O que a “greve dos caminhoneiros” nos ensinou

A greve dos caminhoneiros nos evidenciou 5 questões urgentes no nosso país.

  1. As políticas econômicas desastrosas do governo Dilma. Primeiramente, mais importante do que “Fora Temer”, é a necessidade de se entender a causa da greve dos caminhoneiros. No governo Dilma, o BNDES passou a dar condições extremamente facilitadas para quem quisesse comprar caminhões (Encontre aqui as informações sobre o incentivo para a compra de caminhões). Resultado? Excesso de oferta, o preço cai. O segmento deixou de lucrar com a prestação de serviço de transporte. E, para somar à essa política desastrosa, os esquemas de corrupção deflagrados na Petrobras e com o tabelamento de preços dos combustíveis no governo Dilma que elevaram as dívidas da estatal, toda a população está agora obrigada a pagar o prejuízo. O governo Temer, com a responsabilidade de resgatar a Petrobras da “lama” combinou que não iria interferir, deixando para o mercado flutuante internacional definir os preços. Conclusão: os caminhoneiros “empinaram a carroça” (em bom goianês) e paralizaram o Brasil, culminando na segunda lição do evento.
  2. Os caminhoneiros não estavam preocupados com mais ninguém a não ser com o próprio umbigo. Na negociação pediram subsídio e corte de impostos para o segmento, SOMENTE PARA O SEGMENTO. O que obriga que toda a população, mais uma vez, assuma mais esse prejuízo, tendo que custear os gastos públicos previstos na lei orçamentária deste ano através do aumento de impostos em outras áreas, bem como o aumento de pedágio e o que mais inventarem!
  3. Mas a população brasileira (toda enganada) ficou do lado dos caminhoneiros! Achando que era uma “revolução dos bichos” aos moldes do livro homônimo de George Orwell, ou acreditando numa fórmula mágica para o país sair da crise de corrupção e politicagem com o dinheiro público.

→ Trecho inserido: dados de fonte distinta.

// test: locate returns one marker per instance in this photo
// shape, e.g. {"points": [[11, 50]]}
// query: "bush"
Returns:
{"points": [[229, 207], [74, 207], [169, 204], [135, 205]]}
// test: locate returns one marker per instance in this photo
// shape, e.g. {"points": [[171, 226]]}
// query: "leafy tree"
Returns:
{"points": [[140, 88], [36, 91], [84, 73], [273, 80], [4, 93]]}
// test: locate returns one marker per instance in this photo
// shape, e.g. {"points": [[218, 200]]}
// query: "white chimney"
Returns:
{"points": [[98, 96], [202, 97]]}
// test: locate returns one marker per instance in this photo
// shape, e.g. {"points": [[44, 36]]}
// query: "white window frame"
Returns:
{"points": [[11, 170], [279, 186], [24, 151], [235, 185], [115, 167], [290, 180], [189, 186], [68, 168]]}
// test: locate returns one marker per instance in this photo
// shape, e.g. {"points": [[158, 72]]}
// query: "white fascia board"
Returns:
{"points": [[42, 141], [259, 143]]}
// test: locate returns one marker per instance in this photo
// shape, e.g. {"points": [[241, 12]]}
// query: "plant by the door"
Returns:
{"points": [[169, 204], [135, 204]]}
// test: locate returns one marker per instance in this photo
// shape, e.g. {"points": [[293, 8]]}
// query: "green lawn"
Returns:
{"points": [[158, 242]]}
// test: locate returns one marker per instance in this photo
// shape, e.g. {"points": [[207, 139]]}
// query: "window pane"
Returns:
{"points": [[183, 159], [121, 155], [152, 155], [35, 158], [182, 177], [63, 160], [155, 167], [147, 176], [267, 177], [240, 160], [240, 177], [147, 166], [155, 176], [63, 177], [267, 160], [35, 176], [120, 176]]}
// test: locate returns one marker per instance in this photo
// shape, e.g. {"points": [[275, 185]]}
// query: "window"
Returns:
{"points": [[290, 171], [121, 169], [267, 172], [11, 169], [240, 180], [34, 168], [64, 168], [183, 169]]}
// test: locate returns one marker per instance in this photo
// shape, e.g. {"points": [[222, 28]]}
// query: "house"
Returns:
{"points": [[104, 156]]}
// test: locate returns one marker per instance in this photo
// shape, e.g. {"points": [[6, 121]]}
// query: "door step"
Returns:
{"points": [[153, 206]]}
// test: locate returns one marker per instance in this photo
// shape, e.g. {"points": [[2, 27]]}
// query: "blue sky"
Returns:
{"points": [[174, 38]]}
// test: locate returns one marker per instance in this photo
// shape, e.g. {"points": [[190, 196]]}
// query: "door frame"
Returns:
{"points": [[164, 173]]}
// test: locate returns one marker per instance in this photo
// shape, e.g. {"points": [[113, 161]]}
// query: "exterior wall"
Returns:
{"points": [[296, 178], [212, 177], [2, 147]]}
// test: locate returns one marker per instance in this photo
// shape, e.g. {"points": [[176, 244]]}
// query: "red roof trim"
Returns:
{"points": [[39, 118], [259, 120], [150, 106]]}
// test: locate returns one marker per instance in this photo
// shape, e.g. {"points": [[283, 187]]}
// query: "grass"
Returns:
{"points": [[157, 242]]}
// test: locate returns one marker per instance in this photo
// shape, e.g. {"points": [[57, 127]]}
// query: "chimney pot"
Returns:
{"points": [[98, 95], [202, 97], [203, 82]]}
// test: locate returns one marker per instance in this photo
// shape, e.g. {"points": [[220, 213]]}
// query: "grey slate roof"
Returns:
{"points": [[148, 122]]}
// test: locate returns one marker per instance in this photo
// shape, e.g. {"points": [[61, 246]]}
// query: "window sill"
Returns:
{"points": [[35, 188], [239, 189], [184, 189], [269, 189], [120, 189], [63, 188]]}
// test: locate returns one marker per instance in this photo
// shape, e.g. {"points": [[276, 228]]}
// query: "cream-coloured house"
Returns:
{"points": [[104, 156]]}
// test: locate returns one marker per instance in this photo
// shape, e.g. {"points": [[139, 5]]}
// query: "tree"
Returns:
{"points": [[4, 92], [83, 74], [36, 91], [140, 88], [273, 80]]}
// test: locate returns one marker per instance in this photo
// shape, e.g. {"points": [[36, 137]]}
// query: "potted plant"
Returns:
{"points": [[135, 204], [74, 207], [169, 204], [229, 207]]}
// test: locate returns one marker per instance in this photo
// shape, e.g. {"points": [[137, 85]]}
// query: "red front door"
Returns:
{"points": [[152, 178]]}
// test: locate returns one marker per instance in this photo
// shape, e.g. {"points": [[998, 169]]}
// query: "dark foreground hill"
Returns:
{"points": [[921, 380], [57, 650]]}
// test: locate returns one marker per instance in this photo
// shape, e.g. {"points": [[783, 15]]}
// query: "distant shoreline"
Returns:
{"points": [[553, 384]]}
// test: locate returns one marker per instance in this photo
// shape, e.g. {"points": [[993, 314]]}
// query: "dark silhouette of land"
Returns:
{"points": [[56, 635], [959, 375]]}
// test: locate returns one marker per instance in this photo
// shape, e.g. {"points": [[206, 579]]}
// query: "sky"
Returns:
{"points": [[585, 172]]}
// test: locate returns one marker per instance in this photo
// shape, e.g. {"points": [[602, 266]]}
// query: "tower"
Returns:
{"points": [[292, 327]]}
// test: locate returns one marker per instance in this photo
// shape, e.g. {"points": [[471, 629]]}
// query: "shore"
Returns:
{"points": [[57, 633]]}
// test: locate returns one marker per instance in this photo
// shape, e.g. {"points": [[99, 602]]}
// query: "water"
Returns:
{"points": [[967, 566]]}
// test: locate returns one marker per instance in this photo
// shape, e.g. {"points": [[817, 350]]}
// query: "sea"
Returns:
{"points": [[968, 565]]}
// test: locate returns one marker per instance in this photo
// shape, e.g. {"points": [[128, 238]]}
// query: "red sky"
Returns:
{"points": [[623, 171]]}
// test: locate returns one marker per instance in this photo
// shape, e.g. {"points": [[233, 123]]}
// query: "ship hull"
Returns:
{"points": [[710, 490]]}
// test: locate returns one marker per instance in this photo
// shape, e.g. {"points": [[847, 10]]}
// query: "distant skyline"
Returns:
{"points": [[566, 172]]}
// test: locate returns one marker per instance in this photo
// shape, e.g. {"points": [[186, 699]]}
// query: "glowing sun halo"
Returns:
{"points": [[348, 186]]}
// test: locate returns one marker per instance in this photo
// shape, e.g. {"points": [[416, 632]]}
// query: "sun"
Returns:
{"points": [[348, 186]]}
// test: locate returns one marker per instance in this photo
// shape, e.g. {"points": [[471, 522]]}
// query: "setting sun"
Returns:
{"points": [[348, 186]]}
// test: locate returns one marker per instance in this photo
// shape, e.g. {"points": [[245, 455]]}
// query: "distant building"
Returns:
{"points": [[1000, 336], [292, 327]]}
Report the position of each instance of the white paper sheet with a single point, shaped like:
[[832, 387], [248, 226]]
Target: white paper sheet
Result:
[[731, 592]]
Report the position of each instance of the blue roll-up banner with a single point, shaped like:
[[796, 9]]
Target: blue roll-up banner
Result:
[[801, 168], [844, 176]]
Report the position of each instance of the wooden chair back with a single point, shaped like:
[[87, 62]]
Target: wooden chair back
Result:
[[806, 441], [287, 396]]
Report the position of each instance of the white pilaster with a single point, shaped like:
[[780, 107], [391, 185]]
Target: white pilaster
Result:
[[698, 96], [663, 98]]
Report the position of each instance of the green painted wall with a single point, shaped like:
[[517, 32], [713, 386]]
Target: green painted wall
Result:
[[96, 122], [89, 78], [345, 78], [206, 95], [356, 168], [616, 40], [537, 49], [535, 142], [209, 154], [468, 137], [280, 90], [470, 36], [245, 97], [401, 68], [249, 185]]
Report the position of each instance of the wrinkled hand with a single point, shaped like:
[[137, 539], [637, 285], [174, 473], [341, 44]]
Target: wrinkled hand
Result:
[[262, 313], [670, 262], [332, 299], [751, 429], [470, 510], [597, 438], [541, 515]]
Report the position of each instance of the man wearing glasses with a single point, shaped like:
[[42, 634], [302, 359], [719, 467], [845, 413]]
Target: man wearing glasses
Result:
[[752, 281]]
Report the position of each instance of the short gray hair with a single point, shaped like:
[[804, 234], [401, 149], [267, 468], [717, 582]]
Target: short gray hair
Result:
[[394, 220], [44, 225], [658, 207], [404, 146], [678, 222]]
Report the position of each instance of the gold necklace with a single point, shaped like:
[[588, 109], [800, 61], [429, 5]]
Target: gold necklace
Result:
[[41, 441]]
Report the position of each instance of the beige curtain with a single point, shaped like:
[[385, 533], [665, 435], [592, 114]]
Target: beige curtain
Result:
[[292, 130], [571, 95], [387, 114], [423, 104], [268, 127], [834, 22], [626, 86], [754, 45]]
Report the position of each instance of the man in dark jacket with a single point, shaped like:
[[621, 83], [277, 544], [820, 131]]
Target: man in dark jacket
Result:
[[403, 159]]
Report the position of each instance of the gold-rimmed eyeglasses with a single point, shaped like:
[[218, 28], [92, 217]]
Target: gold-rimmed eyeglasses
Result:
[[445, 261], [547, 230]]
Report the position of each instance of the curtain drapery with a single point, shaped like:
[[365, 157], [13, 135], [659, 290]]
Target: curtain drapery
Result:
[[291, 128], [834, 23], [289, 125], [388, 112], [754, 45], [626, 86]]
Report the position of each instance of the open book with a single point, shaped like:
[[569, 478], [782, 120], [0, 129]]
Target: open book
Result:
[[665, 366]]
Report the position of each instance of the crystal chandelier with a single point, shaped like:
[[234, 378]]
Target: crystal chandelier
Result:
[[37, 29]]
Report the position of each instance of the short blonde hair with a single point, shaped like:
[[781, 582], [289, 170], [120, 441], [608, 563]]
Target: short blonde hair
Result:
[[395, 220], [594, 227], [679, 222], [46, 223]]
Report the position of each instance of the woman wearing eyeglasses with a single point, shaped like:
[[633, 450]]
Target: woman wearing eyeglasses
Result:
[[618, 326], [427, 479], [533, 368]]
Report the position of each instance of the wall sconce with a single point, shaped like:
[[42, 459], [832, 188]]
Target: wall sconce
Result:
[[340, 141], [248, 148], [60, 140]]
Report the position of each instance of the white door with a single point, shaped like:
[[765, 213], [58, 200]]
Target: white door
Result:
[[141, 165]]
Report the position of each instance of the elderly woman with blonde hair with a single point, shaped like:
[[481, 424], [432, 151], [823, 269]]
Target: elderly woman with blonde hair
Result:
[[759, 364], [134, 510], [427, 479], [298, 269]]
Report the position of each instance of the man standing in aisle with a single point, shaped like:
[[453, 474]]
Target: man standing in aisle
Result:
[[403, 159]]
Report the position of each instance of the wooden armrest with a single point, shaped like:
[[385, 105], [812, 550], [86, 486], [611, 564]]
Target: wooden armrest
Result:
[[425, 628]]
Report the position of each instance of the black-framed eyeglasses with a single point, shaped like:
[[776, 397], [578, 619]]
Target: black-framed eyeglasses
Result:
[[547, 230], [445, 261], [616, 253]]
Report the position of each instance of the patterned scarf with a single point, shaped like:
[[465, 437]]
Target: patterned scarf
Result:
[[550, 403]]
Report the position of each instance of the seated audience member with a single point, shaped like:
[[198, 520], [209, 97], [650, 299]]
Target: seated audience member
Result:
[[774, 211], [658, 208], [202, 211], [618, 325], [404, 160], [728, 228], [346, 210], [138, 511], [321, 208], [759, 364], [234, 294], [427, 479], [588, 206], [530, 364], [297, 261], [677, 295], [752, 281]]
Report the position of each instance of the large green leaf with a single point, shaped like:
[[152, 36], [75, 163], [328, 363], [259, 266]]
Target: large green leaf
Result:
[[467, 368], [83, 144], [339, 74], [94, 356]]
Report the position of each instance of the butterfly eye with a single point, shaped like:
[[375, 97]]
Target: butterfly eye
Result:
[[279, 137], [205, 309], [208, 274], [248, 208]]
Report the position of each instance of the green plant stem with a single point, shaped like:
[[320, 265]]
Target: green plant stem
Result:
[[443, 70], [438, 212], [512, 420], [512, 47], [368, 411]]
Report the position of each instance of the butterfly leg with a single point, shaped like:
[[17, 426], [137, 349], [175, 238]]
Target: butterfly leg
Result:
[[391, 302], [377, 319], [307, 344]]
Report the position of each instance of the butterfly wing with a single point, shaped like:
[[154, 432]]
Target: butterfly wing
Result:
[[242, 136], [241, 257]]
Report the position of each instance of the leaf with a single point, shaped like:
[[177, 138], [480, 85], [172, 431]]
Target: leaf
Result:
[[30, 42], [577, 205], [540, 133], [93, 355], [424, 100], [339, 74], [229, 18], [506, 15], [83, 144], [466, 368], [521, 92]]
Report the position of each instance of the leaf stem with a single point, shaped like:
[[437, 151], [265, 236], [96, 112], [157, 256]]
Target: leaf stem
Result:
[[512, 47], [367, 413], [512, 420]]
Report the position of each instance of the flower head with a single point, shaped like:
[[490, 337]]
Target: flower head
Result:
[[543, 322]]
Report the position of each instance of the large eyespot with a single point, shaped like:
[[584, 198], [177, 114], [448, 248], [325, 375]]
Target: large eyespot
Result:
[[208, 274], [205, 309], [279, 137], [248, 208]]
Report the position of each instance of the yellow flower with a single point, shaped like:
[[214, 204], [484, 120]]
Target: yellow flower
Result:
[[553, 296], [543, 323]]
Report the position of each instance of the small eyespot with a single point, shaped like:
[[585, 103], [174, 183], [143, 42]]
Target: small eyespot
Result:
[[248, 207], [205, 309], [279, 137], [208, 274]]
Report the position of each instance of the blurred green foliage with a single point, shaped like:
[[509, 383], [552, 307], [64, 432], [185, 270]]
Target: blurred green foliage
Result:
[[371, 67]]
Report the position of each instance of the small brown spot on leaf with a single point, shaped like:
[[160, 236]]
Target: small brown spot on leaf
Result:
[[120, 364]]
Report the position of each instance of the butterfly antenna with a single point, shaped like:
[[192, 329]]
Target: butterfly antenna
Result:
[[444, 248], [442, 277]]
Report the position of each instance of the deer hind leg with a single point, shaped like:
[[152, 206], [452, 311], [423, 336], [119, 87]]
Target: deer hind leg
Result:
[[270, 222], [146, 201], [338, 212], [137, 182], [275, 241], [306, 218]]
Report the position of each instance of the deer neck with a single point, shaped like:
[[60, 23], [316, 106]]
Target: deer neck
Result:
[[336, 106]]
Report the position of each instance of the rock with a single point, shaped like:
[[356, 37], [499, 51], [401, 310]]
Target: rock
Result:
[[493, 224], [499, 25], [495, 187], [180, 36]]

  4. Descobrimos também a falta de noção dos políticos, dos burocratas e das entidades de uso exclusivamente politico que aproveitaram a pauta para conseguir apoio para as próprias causas, distorcendo tudo o que estava acontecendo para casar com seus próprios interesses. Intervenção militar de um lado, “é a classe operária contra a classe burguesa do século XXI” de outro, “fora temer” e “panelaço” para todos os lados.
  5. Mas reduzir a quantidade de gastos públicos desnecessários, tirar privilégios, acabar com altos salários e altas aposentadorias, retirar incentivos para fazer reserva de mercado às empresas e segmentos que elegeram os políticos não ouvi ninguém falar. Para conseguir reduzir impostos, que é o que a população brasileira precisa nesse momento para conseguir trabalhar e ganhar seu dinheiro em paz, é preciso fazer todas essas medidas citadas acima, não tem outro jeito! De caminhoneiros até produtores, usuários e consumidores, todos precisam ser prestigiados, e não somente uma parcela da população, como tem acontecido até hoje! E mais uma vez com o resultado dessa greve.
  6. Por fim, deflagramos também a crise energética brasileira e a crise na logística brasileira, com falta de estrutura multi modal de transportes. Estamos numa enorme dependência de combustíveis fósseis e de definições estruturais de logística e transporte. O investimento é muito caro, eu sei, mas as áreas de energia e de transportes são tão regulamentadas, burocráticas e complicadas nesse país, que qualquer inovação nas áreas restam prejudicadas. Está passando da hora de inovações tecnológicas ocuparem esse espaço! E, naturalmente, de políticos mais preparados e conscientes tomarem o poder!